RTMP vs RTSP/RTP: Which to choose for an interactive livestream?

Joey picture Joey · Aug 6, 2017 · Viewed 22.1k times · Source

If you are trying to develop an interactive livestream application, you rely on ultra low (real-time) latency. For example for a video conference or a remote laboratory.

The two protocols, which should be suitable for this circumstances are:

  • RTSP, while transmitting the data over RTP
  • RTMP

*WebRTC: As I'm trying to give a bigger audience the possibility to interact with each other, WebRTC is not suitable. Because as far as I know it is not designed for a bigger audience.

My questions:

  1. Which one should I choose for this use-case? RTSP/RTP or RTMP?

  2. Which protocol delivers better results regarding end-to-end latency, session start-up time?

  3. Which one consumes more hardware resources?

  4. RTMP seems to use a persistent TCP connection. But which protocol is used for the transmission? It cannot be TCP, because this could not ensure real-time latency?

  5. What are in general the pros and cons for using either of the protocols?

I did not find any comparison of these two protocols in scientific papers or books. Only that the famous mobile live-streaming app Periscope is using RTMP.

Other apps like Instagram or Facebook are for example providing text-based interaction with the streamer. If developers want to build the next "killer application" based on interactive live-streams: I think this question is essential to answer.

Answer

Brad picture Brad · Aug 6, 2017

You make a lot of assumptions in your answer.

WebRTC: As I'm trying to give a bigger audience the possibility to interact with each other, WebRTC is not suitable. Because as far as I know it is not designed for a bigger audience.

That's simply not true. WebRTC doesn't know or care how you structure your applications server-side. There are plenty of off-the-shelf services for handling large group calls and low latency video distribution via WebRTC.

You should also know that for the media streams, WebRTC is RTP under the hood.

It cannot be TCP, because this could not ensure real-time latency?

Of course it can. There's some overhead with TCP, but nothing that prevents you from using it in a real time scenario. The overhead with TCP is minimal.

UDP is traditionally used for these sorts of scenarios, as reliability isn't required, but that doesn't mean TCP can't be used almost as performantly.

RTMP

RTMP is a dead protocol for Flash. No browsers support it. Other clients only support it for legacy reasons. You shouldn't use it for anything new going forward.

Only that the famous mobile live-streaming app Periscope is using RTMP.

Well, that's not a reason to do much of anything.

  1. Which protocol delivers better results regarding end-to-end latency, session start-up time?

WebRTC

  1. Which one consumes more hardware resources?

That's not the right question to ask. Your overhead in almost any other parts of the application is going to be far more than the transport overhead of the protocol used for distribution.
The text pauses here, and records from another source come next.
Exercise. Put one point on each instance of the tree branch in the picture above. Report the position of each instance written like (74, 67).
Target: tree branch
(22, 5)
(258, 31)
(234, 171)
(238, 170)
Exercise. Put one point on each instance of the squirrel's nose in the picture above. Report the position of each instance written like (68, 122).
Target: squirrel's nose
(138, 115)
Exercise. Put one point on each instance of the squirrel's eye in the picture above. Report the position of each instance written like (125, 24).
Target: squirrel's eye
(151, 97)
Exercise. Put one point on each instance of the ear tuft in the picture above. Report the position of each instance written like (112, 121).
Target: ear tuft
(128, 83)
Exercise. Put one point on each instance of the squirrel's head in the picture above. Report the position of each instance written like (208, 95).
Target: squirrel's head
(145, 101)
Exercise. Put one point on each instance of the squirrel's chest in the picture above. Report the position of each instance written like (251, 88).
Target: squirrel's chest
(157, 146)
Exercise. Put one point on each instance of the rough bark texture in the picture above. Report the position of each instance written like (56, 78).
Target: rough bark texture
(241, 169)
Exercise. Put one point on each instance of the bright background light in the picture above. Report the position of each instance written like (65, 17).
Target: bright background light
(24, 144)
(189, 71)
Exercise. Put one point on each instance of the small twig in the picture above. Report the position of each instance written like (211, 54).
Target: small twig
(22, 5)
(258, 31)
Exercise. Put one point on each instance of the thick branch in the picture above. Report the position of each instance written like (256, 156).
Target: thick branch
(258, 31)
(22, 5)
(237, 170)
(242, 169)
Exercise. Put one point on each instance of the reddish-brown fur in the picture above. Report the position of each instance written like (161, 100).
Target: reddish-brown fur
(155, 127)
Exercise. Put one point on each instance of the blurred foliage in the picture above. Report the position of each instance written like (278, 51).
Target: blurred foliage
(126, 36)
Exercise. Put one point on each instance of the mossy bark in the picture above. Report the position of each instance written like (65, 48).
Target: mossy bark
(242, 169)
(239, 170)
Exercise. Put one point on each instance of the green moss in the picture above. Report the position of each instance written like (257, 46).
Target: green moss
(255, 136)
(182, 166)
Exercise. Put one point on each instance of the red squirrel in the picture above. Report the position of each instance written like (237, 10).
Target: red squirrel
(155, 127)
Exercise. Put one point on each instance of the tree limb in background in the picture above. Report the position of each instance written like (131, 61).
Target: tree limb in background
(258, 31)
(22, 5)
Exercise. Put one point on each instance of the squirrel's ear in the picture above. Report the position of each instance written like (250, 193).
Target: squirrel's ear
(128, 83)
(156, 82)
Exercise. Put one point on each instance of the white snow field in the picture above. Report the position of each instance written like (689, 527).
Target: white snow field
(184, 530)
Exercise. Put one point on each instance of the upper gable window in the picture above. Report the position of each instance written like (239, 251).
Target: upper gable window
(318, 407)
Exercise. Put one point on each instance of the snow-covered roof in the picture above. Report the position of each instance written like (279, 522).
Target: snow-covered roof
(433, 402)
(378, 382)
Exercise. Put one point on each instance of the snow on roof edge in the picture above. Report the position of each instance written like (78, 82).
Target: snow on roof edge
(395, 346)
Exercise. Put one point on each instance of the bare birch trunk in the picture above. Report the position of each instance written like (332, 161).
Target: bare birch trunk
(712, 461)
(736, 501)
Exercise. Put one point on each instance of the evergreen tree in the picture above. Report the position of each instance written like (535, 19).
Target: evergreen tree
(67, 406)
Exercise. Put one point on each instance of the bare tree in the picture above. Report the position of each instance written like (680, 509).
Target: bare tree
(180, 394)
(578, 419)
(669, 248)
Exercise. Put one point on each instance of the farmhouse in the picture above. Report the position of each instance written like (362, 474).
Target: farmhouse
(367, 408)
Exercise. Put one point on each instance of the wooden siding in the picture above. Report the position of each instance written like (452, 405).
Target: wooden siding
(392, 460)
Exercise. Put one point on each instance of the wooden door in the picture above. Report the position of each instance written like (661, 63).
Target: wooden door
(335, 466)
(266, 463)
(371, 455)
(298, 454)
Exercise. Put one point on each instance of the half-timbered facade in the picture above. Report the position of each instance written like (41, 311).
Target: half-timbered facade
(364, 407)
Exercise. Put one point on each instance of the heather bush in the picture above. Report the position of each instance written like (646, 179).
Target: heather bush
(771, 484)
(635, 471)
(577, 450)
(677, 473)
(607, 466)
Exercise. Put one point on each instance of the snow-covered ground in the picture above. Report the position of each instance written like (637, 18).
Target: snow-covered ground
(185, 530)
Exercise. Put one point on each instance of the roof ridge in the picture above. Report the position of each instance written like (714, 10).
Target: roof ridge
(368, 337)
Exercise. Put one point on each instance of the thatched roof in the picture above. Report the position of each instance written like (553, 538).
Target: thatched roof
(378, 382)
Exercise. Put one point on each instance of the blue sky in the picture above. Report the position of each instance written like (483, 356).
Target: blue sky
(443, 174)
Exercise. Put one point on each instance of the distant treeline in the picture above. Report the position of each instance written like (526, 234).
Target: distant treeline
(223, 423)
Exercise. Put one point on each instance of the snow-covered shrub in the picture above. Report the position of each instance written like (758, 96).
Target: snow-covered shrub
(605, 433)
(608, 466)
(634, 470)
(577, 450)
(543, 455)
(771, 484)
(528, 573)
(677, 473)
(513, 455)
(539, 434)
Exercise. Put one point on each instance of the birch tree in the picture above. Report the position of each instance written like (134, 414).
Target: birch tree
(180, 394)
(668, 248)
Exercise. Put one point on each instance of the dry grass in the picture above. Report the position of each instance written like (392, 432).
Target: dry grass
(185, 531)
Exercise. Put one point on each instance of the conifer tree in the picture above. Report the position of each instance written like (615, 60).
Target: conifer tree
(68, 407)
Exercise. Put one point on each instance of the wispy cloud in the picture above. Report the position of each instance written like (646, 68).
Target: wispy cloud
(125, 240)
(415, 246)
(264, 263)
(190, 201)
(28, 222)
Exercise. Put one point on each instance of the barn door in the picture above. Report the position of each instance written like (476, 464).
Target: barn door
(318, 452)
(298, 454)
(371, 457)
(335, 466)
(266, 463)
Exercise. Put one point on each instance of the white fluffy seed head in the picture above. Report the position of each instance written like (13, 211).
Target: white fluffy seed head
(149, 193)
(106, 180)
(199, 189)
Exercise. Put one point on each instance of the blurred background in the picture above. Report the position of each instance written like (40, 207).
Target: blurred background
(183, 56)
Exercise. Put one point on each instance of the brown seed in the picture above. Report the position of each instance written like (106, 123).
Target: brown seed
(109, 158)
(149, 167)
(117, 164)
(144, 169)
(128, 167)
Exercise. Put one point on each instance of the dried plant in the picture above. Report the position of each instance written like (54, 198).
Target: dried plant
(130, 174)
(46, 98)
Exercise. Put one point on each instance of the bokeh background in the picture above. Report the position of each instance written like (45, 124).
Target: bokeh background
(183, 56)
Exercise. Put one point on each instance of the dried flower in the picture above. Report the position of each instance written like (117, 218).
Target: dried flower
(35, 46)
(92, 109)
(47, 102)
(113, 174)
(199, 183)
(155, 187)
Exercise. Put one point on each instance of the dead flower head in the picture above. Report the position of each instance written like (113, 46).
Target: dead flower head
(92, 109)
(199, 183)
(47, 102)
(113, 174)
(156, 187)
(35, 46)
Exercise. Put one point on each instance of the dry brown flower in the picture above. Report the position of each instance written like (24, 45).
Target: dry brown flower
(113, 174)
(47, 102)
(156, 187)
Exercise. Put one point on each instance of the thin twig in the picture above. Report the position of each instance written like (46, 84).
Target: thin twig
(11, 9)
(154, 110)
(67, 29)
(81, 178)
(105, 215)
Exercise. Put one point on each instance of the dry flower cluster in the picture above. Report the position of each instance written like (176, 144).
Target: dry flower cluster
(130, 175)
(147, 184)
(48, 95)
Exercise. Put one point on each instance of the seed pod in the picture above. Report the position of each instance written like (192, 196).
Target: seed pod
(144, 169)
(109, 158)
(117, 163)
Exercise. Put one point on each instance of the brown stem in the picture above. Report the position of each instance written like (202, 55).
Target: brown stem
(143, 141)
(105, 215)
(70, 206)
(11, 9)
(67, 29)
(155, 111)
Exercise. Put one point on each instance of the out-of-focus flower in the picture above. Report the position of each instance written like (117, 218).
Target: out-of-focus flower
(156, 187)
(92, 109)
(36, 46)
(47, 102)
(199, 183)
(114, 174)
The real list of things you need to think about:

  • Client compatibility. What sort of clients must you support?
  • Do you really need low latency everywhere? Do you understand the tradeoffs you're making with that demand? Are you willing to destroy any sense of video quality and reliability for all your users if only a handful of them are going to be interactive?
  • What's your budget? Off-the-shelf solutions for distribution are much cheaper. If you can push off your stream to YouTube for non-interactive users, you can save yourself a ton of money. If you can't use existing infrastructure, be prepared to spend mountains of cash.
  • What are your actual latency requirements? Are you prepared to reduce the number of people that can use your application when these latency requirements cannot be met on crappier networks and mobile devices?
  • What are your quality requirements?
  • Where will you transcode video to a variety of bitrates?
  • Do your viewers need adaptive bitrate viewing?
  • Do you need to push streams to other platforms simultaneously?
  • Do you need to record the streaming for on-demand watching or going back in time?

You might also find my post here helpful: https://stackoverflow.com/a/37475943/362536

In short, check your assumptions. Understand the tradeoffs. Make decisions based on real information, not sweeping generalizations.